Au moment où la xénophobie reprend force, il faut surtout mettre en acte une politique d'hospitalité aussi généreuse que possible, sans conditions de mérite ou de bonne conduite - sans oublier que tout résident, s'il doit être protégé par la loi, doit la respecter comme tous les autres.

L'hospitalité signifie : l'accueil des réfugiés ; la régularisation rapide des sans-papiers ; une plus grande facilité d'accès à la nationalité française, accompagnée d'une solennisation de cet accès ; la sanction des discriminations et vexations à l'égard des demandeurs d'asile, des réfugiés, des résidents ou visiteurs étrangers.

Il faut aussi exclure la remise en cause du droit du sol, qui vise, dans le discours de l'extrême droite, les enfants des 2e et 3e générations. Les réfugiés et immigrants vont-ils "déferler" ? Rappelons, par exemple, que le total des personnes dotées du statut de réfugié n'atteint que 0,0016 % de la population.

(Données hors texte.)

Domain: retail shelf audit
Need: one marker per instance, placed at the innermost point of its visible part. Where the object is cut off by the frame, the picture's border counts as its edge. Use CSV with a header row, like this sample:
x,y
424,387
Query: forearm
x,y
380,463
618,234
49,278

La France des droits de l'homme n'est guère une terre d'asile : allons-nous accepter qu'elle devienne une terre d'exil ?

Jean-Claude Boual (militant associatif), Michèle Descolonges (sociologue), Françoise Héritier (professeur honoraire au Collègede France), Michel Juffé (professeur à l'Ecole nationale des ponts et chaussées), Maxime Sassier (scénariste), Arnaud Spire (philosophe et journaliste), Yan Thomas (directeur du Centre d'étude des normes juridiques à l'EHESS), Jean-Pierre Vernant (professeur honoraire au Collège de France).